To validate whether this was the cause they explicitly disabled String Deduplication (-XX:-UseStringDeduplication
) for the service and observed again.
No leak!
This gave us some additional information so I jumped back on Twitter to call for help again…
One of our devs worked out that the memory issue with Java 17 goes away when you disable String Deduplication.
— Nick Ebbitt (@nickebbitt) November 30, 2021
So something changed between Java 11 -> 17 that means with -XX:+UseStringDeduplication we see a slow off-heap memory leak https://t.co/QWwNRy2rZr
Within 15 minutes of posting the tweet a member of the Java community spotted it and tagged Aleksey Shipilëv who works for Red Hat and is a subject matter expert when it comes to GC on the JVM.
Within a few hours they had reproduced it and filed a bug report, as well submitted a PR to the Open JDK project with the fix. It turns out it was a simple maths problem.
Ha-ha, math problem, whoops. https://t.co/lKM04DKs77
— Aleksey Shipilëv (@shipilev) November 30, 2021
This was awesome!
We were eager to get our hands on the fix however it wouldn’t be available in an official release of the JDK until the next patch version, 17.0.2
, which wasn’t due until the middle of January.
We decided to verify the fix by creating a Java base Docker image using the nightly builds produced via the openjdk17u
branch available via Adoptium’s temurin17-binaries GitHub repo.
This gave us a way to deploy a version of Java 17 with the fix and provide feedback/confidence that it had in fact resolved the issues we’d seen with String Deduplication
.
Note: I wouldn’t recommend running these nightly builds in production as they haven’t gone through the same rigourous testing & quality checks that an official release build will have.
This indeed did verify that we were no longer seeing the memory leak.
Deployed a nightly containing the fix for one of the affected workloads, not that there was any doubt but it's looking good 😀
— Nick Ebbitt (@nickebbitt) December 7, 2021
You can see multiple 17.0.1 deployments with StringDeduplication on/off, the final one with -XX:+UseStringDeduplication and the fix
Thanks @shipilev 👏 pic.twitter.com/GdrhCSv5GM
At the time of writing this Java 17.0.2 is due to be released as part of the scheduled quarterly updates.

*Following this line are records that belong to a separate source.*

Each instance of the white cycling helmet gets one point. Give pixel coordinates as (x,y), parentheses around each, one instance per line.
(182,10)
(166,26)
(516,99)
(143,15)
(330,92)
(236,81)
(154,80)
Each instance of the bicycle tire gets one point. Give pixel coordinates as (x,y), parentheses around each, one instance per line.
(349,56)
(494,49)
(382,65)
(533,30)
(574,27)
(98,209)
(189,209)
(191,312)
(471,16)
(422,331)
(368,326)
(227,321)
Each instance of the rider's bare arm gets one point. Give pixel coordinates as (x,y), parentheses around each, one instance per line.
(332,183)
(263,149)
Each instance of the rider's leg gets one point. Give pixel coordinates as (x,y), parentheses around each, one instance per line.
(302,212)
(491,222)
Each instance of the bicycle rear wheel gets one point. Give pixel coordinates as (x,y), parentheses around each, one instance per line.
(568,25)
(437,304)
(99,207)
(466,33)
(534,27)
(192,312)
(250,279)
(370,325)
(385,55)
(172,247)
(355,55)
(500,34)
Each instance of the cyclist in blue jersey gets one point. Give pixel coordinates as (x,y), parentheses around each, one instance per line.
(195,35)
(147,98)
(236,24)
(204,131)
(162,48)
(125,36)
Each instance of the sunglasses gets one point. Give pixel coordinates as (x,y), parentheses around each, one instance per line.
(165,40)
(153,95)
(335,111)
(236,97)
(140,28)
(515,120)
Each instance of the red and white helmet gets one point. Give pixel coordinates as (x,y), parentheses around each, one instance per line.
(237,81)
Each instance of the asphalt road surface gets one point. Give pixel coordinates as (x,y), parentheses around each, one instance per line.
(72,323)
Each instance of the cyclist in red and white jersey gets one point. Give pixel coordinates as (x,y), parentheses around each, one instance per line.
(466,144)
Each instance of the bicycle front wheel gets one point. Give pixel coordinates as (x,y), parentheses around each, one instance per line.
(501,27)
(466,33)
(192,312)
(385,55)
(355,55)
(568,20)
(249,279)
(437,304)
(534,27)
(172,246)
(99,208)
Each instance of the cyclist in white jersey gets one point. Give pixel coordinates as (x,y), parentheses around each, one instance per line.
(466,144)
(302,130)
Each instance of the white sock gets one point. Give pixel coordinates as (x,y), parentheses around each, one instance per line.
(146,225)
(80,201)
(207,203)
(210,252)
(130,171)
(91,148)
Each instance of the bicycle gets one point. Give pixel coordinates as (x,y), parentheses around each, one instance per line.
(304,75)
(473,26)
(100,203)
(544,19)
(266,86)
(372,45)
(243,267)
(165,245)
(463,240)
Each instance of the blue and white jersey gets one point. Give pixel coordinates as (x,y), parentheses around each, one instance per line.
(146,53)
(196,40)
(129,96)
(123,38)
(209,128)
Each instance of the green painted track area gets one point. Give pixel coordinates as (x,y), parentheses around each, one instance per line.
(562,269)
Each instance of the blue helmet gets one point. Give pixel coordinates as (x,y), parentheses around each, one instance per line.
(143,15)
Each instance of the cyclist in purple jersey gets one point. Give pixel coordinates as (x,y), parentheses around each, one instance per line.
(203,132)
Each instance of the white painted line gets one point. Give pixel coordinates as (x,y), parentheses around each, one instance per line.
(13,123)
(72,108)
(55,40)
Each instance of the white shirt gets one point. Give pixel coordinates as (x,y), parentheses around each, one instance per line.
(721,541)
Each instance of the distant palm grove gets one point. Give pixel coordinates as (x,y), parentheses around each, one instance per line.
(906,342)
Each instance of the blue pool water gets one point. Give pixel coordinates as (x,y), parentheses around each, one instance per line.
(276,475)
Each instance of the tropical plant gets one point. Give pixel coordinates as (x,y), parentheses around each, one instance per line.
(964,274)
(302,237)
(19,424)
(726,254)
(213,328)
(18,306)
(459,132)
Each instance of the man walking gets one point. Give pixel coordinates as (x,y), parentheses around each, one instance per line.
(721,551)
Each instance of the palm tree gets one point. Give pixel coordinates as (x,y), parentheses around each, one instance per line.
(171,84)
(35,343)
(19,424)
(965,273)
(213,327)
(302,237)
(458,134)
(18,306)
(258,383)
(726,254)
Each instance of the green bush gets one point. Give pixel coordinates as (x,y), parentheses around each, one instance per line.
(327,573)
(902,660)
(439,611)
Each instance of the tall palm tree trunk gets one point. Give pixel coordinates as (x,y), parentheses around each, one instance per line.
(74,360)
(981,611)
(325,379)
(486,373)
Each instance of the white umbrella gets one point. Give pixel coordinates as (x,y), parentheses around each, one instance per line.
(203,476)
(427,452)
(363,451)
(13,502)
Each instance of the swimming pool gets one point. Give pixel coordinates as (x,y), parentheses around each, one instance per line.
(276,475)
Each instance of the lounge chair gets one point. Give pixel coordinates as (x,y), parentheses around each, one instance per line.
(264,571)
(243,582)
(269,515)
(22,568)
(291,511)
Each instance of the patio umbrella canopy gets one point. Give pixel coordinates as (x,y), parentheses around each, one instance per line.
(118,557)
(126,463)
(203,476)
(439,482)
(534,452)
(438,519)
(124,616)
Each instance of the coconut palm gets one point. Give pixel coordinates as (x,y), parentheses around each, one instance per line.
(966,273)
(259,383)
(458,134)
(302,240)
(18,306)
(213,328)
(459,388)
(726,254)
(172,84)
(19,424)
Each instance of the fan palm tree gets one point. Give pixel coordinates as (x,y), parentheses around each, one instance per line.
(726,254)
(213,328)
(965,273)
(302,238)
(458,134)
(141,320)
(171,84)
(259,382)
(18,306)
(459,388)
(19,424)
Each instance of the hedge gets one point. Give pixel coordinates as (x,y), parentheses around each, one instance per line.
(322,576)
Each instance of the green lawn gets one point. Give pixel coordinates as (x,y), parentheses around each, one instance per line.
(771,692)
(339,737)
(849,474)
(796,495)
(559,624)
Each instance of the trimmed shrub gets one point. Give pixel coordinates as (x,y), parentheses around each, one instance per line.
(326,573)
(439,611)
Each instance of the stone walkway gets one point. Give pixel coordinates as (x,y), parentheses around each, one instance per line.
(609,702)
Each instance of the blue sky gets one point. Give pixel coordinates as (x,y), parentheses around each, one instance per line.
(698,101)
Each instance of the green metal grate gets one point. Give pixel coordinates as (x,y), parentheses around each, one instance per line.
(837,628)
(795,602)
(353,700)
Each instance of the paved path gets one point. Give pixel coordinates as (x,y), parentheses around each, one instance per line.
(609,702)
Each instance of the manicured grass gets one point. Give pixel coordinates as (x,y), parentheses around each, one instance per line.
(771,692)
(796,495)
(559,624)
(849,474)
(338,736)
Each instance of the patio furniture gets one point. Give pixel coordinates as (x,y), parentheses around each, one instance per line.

Once available our process for producing the Java 17 base Docker image will pick up the new version and our consumer applications will start to use it.
We’ll also then consider re-enabling String Deduplication
with renewed confidence in Java 17.
I hope you enjoyed this little story.
I shared it because, for me, it demonstrates one of the power of the Java community, as well as a good side of social media.
Sometimes it takes the actions of one person to choose to engage and connect other people to trigger a series of events that result in a better environment for all.
In this case it was the connection from me to Aleksey Shipilëv by Steven Willems that made all the difference.
That one connection has resulted in a native memory leak in Java 17 being fixed, improving the future operability of the JVM platform for millions of developers and organisations worldwide.